E dietro al classico delle modalità di incontro, vediamoci per un aperitivo di quelli che poi anziché stuzzicare l’appetito te lo fanno passare a suon di piattini con gli avanzi del giorno prima dei ristoranti della zona, Dede mi racconta della Tea, altro diminutivo facile da ricordare quanto scarsamente attendibile, che lo ha chiamato al telefono – numero avuto non si sa bene come – dopo venti anni esatti dalla cerimonia di ritiro della laurea di entrambi, che è stata anche l’ultima volta in cui si sono visti. Tea e Dede si sono presi e lasciati almeno quattro volte negli anni dell’università, un amore turbolento in cui lei non aveva per nulla la vocazione per i rapporti monogami ma ogni volta ci si metteva di impegno, almeno questo bisogna riconoscerlo. Lui era alla sua mercé fino ai limiti dell’umiliazione, ma l’indole era quella di darsi anima e corpo alle passioni, e Tea per lui era più di una passione. Era una malattia. Poi qualcuno la vedeva appesa alla labbra di un altro qualche giorno dopo che Dede aveva raccontato della promessa congiunta di dedizione eterna, così c’era il dubbio se fosse meglio metterlo al corrente o no. Come ci si comporta tra amici? Così finiva il primo round, ma dopo qualche mese lei tornava alla carica, ho capito quanto non posso fare a meno di te, e magari era anche vero. Iniziava un nuovo tentativo, si parlava addirittura di andare a vivere insieme, ma quei due avevano il destino segnato. L’ultima volta, che è stata la più tragica, Dede aveva capito che non faceva proprio per lui una storia così, e quando Tea gli disse che era meglio lasciarsi perché si era presa dell’argentino della casa dello studente e non era sicura di quello che sarebbe potuto succedere, finalmente Dede riuscì ad estrarre dalla confezione la sua provvista di amor proprio ancora intonsa, anche se con la garanzia scaduta da un pezzo, e decise che basta.

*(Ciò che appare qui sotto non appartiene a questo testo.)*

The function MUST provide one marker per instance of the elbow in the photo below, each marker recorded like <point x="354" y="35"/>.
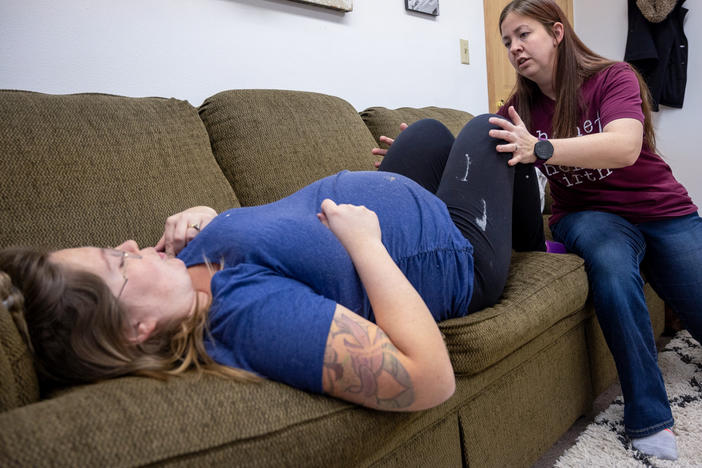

“Mi ha chiamato Tea, te la ricordi vero?”. E come potrei non ricordarmi le serate passate a parlare di lei e le sue telefonate fiume in cui voleva giustificarsi con me, tuo amico, per trattarti così. Attiravi il suo sadismo, probabilmente. Era molto bella, in effetti, e tu eri convinto che fosse una fuori di testa. Solo una fuori di testa così bella può mettersi con me, dicevi. Sapevi che aveva sofferto di esaurimento nervoso qualche anno prima di incontrarti, e tutto sommato qualche stranezza nel comportamento la manifestava. E ora Tea ti ha chiamato per dirti che sta per morire. La sua vita sentimentale, da quei tempi in poi, è stata sempre più disordinata e difficilmente organizzabile ai fini di una narrazione. Di certo non ha mai avuto relazioni sufficientemente stabili da consentire una progettualità con un partner. Poi la malattia ha preso il sopravvento e l’ha portata verso un decorso ineluttabile. “Io non sapevo nulla”, mi dice Dede. “Mi ha chiamato Tea e me lo ha detto così, non mi rimane molto tempo”. Dede ora è in silenzio, una mano intorno alla bottiglietta di birra e l’altra in tasca. Non dice altro perché non c’è altro da dire, e io ho già capito che cosa farà.